2010-09-14 Thread Paul Hoffman
At 5:33 PM -0400 9/14/10, Thor Lancelot Simon wrote:
On Tue, Sep 14, 2010 at 08:14:59AM -0700, Paul Hoffman wrote:
 At 10:57 AM -0400 9/14/10, Perry E. Metzger did not write, but passed on for 
 someone else:
 This suggests to me that even if NIST is correct that 2048 bit RSA
 keys are the reasonable the minimum for new deployments after 2010,
 much shorter keys are appropriate for most server certificates that
 these CAs will sign.  The CA keys have lifetimes of 10 years or more;
 the server keys a a quarter to a fifth of that.
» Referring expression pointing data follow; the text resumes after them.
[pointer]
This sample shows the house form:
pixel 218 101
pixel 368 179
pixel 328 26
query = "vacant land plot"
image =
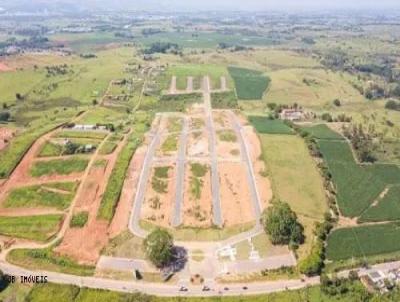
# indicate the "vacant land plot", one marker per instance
pixel 224 100
pixel 182 72
pixel 250 84
pixel 363 241
pixel 357 186
pixel 170 145
pixel 322 131
pixel 39 228
pixel 58 167
pixel 236 203
pixel 47 259
pixel 268 126
pixel 387 208
pixel 159 202
pixel 295 179
pixel 81 134
pixel 57 195
pixel 197 196
pixel 310 87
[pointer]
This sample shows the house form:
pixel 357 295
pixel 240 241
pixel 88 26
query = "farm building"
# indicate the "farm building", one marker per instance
pixel 292 114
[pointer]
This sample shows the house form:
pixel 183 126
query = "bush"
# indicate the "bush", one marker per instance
pixel 158 245
pixel 281 224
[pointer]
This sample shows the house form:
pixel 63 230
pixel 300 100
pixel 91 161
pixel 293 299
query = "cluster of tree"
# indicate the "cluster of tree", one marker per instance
pixel 151 31
pixel 5 116
pixel 232 48
pixel 162 47
pixel 281 225
pixel 362 142
pixel 341 118
pixel 88 55
pixel 314 262
pixel 57 70
pixel 159 247
pixel 392 105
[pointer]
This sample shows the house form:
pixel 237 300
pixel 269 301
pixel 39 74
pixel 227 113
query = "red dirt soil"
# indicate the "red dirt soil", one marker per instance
pixel 5 136
pixel 85 244
pixel 4 67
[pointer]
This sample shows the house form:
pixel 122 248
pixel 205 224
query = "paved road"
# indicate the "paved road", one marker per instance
pixel 125 264
pixel 160 289
pixel 141 186
pixel 217 213
pixel 255 196
pixel 180 176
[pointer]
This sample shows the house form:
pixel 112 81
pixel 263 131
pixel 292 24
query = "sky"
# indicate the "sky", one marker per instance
pixel 252 5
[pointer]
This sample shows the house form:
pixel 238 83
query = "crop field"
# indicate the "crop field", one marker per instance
pixel 357 186
pixel 39 228
pixel 311 88
pixel 58 167
pixel 224 100
pixel 204 39
pixel 250 84
pixel 322 131
pixel 295 180
pixel 198 71
pixel 364 241
pixel 57 195
pixel 267 126
pixel 386 209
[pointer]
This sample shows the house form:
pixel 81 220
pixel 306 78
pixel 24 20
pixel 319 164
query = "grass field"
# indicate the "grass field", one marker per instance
pixel 42 196
pixel 111 196
pixel 250 84
pixel 363 241
pixel 265 125
pixel 387 209
pixel 70 293
pixel 322 131
pixel 295 179
pixel 357 186
pixel 58 167
pixel 224 100
pixel 38 228
pixel 183 71
pixel 47 259
pixel 311 88
pixel 200 234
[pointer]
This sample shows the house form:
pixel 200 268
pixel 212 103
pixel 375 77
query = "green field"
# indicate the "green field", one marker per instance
pixel 387 208
pixel 47 195
pixel 58 167
pixel 224 100
pixel 47 259
pixel 357 186
pixel 322 131
pixel 71 293
pixel 112 194
pixel 38 228
pixel 295 179
pixel 250 84
pixel 363 241
pixel 265 125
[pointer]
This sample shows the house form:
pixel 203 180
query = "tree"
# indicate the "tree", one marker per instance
pixel 158 245
pixel 281 224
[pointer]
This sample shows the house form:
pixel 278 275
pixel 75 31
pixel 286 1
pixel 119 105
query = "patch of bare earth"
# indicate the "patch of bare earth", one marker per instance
pixel 85 244
pixel 263 183
pixel 5 137
pixel 198 144
pixel 157 207
pixel 197 210
pixel 4 67
pixel 235 195
pixel 121 217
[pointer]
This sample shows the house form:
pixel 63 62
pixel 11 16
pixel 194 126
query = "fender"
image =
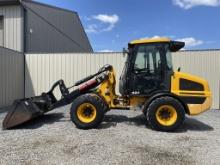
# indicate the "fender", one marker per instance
pixel 163 94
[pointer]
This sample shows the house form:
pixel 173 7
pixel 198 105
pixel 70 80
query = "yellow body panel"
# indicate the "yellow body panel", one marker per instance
pixel 107 91
pixel 194 109
pixel 151 40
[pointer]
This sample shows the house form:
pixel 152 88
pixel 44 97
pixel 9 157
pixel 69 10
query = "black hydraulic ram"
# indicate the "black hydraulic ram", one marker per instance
pixel 24 110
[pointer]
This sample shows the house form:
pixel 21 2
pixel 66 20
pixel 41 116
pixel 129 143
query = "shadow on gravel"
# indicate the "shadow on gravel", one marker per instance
pixel 190 124
pixel 40 121
pixel 112 120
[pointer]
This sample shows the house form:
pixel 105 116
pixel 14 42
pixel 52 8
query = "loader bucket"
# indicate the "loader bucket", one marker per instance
pixel 21 112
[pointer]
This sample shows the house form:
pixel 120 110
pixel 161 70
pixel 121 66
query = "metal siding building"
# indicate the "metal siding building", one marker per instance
pixel 13 31
pixel 12 76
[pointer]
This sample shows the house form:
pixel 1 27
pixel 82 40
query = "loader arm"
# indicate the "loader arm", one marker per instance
pixel 24 110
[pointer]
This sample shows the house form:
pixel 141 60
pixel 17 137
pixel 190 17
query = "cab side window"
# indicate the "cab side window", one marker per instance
pixel 148 60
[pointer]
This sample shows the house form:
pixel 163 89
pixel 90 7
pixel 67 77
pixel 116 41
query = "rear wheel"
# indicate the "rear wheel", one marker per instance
pixel 88 111
pixel 165 114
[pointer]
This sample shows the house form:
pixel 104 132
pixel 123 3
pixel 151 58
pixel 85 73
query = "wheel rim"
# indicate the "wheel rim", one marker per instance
pixel 166 115
pixel 86 113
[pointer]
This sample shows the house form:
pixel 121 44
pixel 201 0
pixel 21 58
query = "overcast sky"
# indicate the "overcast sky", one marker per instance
pixel 110 24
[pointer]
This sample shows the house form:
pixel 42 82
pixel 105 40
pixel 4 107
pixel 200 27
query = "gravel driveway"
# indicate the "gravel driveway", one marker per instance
pixel 123 138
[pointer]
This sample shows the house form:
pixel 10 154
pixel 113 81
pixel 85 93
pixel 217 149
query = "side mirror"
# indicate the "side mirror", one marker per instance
pixel 125 52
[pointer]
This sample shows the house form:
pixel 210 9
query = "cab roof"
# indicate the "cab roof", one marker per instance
pixel 150 40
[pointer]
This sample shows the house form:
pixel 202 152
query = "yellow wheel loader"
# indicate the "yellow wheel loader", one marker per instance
pixel 147 82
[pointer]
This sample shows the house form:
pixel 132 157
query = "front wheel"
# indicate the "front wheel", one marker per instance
pixel 88 111
pixel 165 114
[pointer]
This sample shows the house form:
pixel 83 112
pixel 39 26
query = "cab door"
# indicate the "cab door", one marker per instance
pixel 147 69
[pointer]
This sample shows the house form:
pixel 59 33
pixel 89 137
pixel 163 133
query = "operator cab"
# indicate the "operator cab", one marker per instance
pixel 148 68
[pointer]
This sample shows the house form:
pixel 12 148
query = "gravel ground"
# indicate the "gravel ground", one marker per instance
pixel 123 138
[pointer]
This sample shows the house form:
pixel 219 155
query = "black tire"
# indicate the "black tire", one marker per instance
pixel 99 106
pixel 155 105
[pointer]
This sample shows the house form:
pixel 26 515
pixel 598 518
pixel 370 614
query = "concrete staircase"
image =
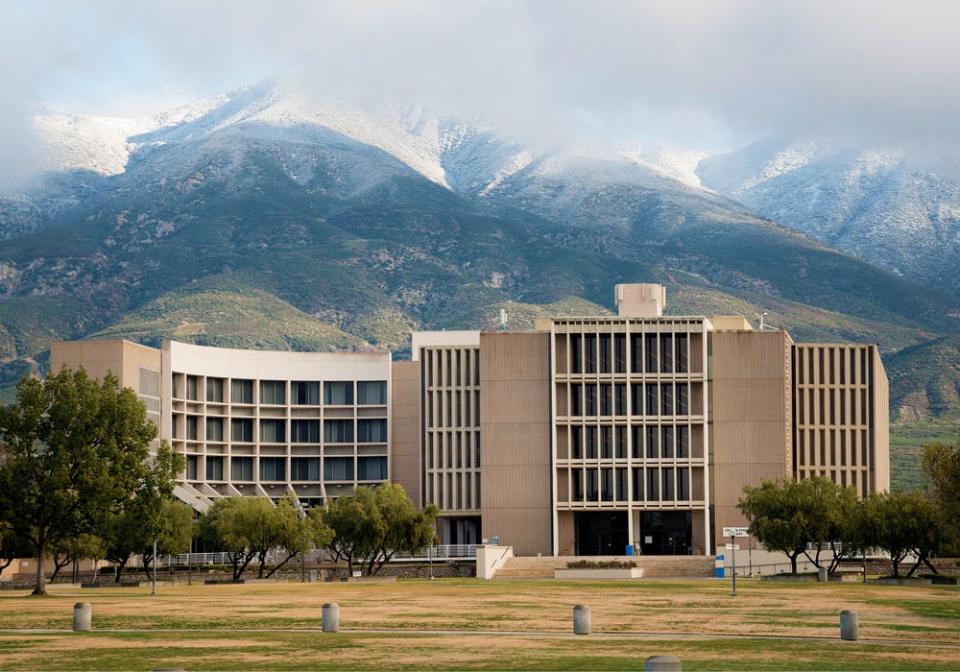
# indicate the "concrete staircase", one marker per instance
pixel 685 566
 No, no, a hundred times no. (Well, about 250 times, or however many
 CAs are in the current OS trust anchor piles.) The lifetime of a CA
 key is exactly as long as the OS or browser vendor keeps that key,
 usually in cert form, in its trust anchor pile. You should not
 extrapolate *anything* from the contents of the CA cert except the key
 itself and the proclaimed name associated with it.

I don't understand.  The original text seems to be talking about *server*
certificate lifetimes, and how much shorter they are than CA cert
lifetimes.  What does that have to do with a thousand times no about
some proposition to do with CA cert lifetimes?

In other words, if CA key lifetimes are longer than indicated by their
X.509 properties, it seems to me that just makes the quoted text about
the relationship between server and CA key lifetimes even more true.

Ah, I see what you are saying, and what Perry's anonymous forwarder meant. That 
is, if the CA keys have lifetimes of 10 years or more means because that's 
how long OSs and browsers leave them in the trust anchor pile, then it has 
nothing to do with the built-in notAfter dates in the server certificates.